Mohammad Zaki Ubaidillah menjadi salah satu tumpuan paling menarik Indonesia di Malaysia Masters 2026. Pebulu tangkis muda yang akrab disapa Ubed itu masih bertahan hingga perempat final dan membuka peluang Merah Putih untuk tetap punya wakil di fase berikutnya.
Di sisi lain, Jonatan Christie juga masih menjaga asa Indonesia di sektor tunggal putra. Dua nama itu kini menjadi benteng terakhir Merah Putih di Axiata Arena, Kuala Lumpur, setelah wakil lain sudah tersingkir lebih dulu.
Dua partai penentu di Lapangan 3
Jumat, 22 Mei 2026, menjadi hari yang sangat penting bagi Indonesia karena dua laga perempat final tunggal putra digelar di Lapangan 3. Jonatan Christie turun lebih dulu pada pukul 08.50 WIB, lalu Ubed menyusul pada pukul 14.00 WIB.
Jonatan akan menghadapi pemain muda China, Hu Zhe An, yang datang dengan modal kemenangan tiga gim atas wakil Prancis, Alex Lanier. Sementara itu, Ubed menantang unggulan ketiga asal Prancis, Christo Popov, dalam laga yang juga menyita perhatian karena menjadi pertemuan pertama mereka di level senior internasional.
Jojo belum mulus, tapi tetap jadi andalan
Langkah Jonatan ke delapan besar tidak datang dengan mudah. Pebulu tangkis yang akrab disapa Jojo itu harus bekerja keras sebelum menyingkirkan wakil Taiwan, Wang Po Wei, lewat skor 21-16, 19-21, 21-13.
Modal tersebut membuat laga melawan Hu Zhe An diperkirakan tidak akan ringan.
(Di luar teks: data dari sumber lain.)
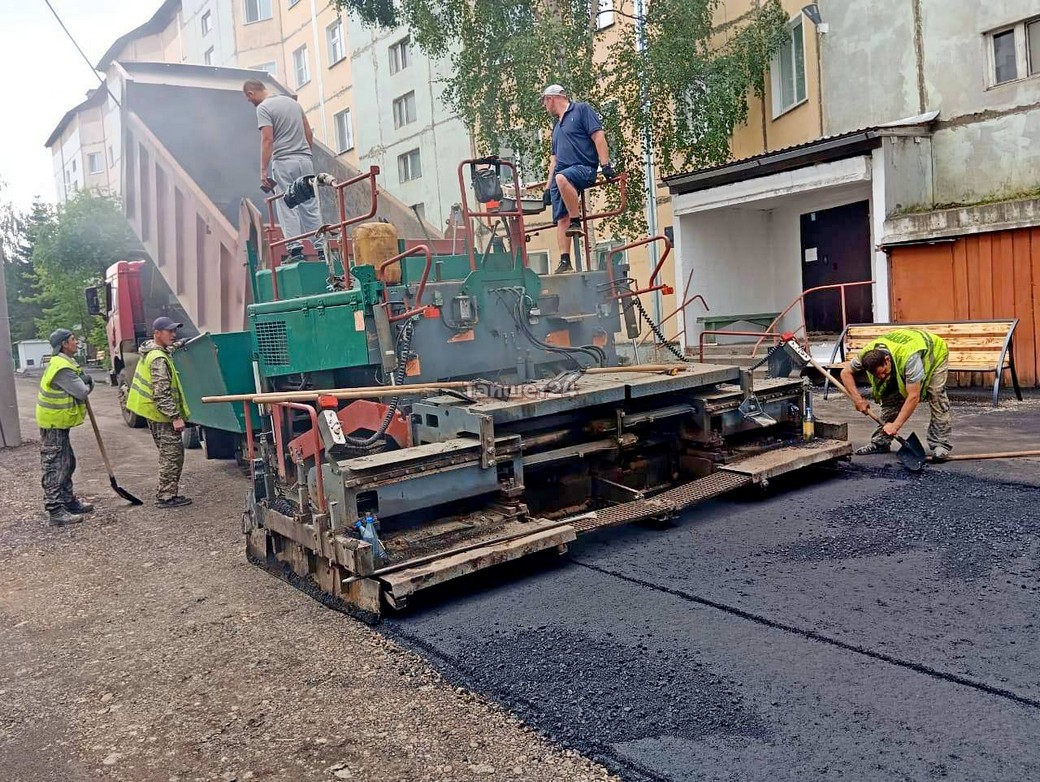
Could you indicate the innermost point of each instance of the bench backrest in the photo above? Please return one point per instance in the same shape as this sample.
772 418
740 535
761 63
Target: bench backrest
975 345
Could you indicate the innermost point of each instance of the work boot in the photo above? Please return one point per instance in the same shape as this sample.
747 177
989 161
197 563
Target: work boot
60 517
177 501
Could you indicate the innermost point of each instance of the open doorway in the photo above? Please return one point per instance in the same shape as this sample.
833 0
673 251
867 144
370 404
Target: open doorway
836 249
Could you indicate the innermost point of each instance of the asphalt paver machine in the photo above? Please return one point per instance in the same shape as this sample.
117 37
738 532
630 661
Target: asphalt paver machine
422 414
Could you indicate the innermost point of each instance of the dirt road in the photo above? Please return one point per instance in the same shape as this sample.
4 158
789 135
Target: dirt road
141 646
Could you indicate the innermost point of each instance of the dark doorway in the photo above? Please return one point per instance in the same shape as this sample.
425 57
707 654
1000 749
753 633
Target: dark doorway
836 249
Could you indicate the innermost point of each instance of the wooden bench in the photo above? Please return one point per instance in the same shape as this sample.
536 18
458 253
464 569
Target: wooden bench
718 322
975 346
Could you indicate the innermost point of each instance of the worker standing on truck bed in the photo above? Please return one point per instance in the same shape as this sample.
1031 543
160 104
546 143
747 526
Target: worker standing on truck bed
904 366
285 156
578 149
156 395
60 406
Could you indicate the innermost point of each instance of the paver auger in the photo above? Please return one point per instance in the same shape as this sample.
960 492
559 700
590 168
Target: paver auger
418 416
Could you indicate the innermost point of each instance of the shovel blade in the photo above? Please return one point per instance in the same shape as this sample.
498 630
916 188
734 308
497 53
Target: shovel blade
911 453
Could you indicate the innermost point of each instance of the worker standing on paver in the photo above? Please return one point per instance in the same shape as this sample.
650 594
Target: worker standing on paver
904 366
578 149
60 406
156 395
286 140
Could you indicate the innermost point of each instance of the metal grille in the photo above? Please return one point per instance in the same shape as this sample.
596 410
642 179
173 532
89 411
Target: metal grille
273 342
665 503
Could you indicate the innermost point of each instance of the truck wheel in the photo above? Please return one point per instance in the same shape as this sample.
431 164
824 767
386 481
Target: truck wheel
190 438
217 443
132 420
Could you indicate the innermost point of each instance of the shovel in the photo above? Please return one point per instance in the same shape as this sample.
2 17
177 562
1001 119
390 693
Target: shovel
104 458
911 452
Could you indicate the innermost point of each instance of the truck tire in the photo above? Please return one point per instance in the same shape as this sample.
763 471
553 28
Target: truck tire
190 438
217 443
132 420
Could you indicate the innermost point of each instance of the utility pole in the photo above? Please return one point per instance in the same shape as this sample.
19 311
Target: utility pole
10 434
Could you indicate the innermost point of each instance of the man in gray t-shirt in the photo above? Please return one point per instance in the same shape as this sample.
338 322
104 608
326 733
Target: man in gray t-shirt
285 155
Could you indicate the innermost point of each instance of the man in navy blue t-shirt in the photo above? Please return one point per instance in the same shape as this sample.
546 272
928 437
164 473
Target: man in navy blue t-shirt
578 149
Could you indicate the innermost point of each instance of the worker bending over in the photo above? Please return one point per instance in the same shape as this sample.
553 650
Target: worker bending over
904 366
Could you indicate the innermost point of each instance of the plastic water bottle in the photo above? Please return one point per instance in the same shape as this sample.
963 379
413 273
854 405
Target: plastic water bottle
366 530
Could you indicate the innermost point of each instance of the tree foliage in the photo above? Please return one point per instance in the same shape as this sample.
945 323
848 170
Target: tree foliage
72 246
681 93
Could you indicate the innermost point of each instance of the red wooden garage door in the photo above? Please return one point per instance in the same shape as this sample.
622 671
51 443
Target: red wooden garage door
975 278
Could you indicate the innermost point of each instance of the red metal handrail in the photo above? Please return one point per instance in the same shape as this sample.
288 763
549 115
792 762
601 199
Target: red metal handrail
341 226
319 479
422 283
800 298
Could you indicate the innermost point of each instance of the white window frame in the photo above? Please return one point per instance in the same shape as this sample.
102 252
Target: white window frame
344 130
301 66
336 42
400 112
775 73
400 54
259 6
406 165
1023 67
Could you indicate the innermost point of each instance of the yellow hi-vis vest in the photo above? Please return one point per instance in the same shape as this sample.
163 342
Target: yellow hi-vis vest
901 344
139 399
56 409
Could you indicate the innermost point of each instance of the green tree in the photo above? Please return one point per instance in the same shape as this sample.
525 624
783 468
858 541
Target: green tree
72 246
679 90
21 279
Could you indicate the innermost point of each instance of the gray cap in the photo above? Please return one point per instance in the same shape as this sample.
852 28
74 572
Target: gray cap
58 337
163 323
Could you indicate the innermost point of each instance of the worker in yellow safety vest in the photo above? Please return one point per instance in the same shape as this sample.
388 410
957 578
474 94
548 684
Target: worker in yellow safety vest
60 407
157 396
904 366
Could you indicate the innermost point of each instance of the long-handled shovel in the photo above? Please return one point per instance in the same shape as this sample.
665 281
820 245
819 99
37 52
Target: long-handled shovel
108 466
911 454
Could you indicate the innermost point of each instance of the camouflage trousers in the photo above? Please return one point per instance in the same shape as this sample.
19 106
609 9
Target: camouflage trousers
940 426
171 448
58 464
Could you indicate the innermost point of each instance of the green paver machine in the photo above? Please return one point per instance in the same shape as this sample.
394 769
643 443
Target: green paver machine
417 415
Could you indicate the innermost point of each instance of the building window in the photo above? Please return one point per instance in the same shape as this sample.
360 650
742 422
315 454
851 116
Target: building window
257 10
1015 52
400 54
344 131
404 110
300 66
409 165
787 71
334 34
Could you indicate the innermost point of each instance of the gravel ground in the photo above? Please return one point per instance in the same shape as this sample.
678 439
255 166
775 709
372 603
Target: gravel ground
141 646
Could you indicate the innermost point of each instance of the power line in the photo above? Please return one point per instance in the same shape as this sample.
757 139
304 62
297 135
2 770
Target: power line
104 82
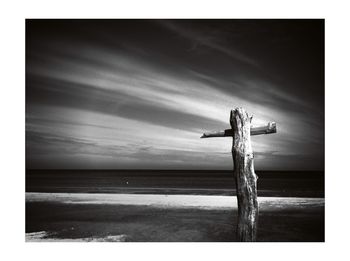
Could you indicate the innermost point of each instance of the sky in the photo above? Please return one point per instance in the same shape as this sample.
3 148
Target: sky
138 94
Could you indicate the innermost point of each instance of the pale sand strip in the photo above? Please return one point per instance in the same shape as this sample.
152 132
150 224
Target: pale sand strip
156 200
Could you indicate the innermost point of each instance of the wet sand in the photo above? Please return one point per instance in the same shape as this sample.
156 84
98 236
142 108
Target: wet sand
159 218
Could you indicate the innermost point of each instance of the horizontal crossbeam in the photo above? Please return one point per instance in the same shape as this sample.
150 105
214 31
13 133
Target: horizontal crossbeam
258 130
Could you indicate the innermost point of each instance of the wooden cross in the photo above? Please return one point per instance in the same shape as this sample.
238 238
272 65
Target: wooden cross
246 179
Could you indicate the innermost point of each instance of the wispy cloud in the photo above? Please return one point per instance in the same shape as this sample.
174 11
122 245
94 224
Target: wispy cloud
106 106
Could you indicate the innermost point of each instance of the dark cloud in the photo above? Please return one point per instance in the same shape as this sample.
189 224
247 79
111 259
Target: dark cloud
128 92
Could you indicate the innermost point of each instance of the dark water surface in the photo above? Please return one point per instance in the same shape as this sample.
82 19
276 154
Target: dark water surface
201 182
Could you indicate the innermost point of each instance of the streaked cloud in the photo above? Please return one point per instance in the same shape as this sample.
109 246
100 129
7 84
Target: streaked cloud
97 106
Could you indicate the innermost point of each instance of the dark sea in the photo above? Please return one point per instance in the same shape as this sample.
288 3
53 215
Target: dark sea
193 182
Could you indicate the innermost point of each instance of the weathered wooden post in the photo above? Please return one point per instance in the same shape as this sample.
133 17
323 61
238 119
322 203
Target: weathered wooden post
243 163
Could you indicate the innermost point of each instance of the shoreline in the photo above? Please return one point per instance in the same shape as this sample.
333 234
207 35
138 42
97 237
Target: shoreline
170 201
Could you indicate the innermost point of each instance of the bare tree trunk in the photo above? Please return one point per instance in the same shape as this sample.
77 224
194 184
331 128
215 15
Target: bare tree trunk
246 179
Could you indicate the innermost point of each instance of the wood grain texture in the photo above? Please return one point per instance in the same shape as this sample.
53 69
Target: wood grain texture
256 130
246 179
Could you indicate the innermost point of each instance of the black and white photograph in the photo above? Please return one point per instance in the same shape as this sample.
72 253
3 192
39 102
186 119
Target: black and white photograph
174 130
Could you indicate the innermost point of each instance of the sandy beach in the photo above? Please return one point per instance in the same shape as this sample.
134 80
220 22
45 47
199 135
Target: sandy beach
89 217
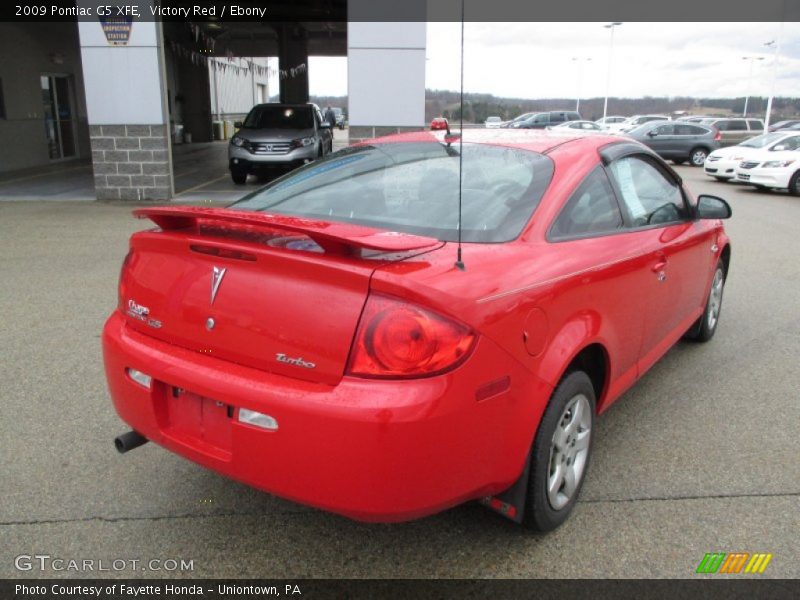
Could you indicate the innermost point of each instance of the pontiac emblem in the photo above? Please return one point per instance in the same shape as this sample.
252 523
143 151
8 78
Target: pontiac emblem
216 279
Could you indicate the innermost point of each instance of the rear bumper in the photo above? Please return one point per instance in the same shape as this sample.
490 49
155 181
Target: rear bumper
368 449
239 158
773 178
721 168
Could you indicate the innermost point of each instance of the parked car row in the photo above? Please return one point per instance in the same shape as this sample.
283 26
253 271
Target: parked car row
769 161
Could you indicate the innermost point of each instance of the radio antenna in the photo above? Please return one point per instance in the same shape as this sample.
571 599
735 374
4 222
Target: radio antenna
459 262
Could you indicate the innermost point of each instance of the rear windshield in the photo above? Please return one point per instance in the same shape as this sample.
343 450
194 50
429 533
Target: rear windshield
412 187
760 141
280 117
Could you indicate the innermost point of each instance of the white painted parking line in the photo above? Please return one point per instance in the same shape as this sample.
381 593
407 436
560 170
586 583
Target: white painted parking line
205 183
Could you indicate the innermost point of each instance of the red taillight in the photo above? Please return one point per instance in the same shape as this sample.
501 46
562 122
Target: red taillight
123 281
396 339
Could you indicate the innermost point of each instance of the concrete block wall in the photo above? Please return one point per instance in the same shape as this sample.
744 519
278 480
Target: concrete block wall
131 162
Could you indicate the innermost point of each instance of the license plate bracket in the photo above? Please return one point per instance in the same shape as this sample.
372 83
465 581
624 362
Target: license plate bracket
199 419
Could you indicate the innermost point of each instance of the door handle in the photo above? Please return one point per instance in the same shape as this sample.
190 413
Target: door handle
659 266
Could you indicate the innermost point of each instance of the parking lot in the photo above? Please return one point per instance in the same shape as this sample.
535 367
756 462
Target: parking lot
200 174
699 456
Hu, yang baru berusia 19 tahun, sebelumnya juga menunjukkan daya juang tinggi saat membalikkan keadaan atas Alex Lanier dengan skor 15-21, 21-16, 21-15.
Ubed muncul sebagai kejutan Indonesia
Jika Jonatan datang sebagai unggulan keempat, Ubed justru mencuri perhatian sebagai kejutan terbesar dari kubu Indonesia sejauh ini. Penampilannya stabil dan penuh percaya diri sepanjang turnamen membuat namanya bertahan hingga babak perempat final.
Pada laga sebelumnya, Ubed berhasil membalas kekalahan dari wakil Korea Selatan, Jeon Hyeok-jin, lewat kemenangan 21-10, 16-21, 21-16. Hasil itu memperlihatkan kemampuannya menjaga ritme permainan saat duel berlangsung ketat.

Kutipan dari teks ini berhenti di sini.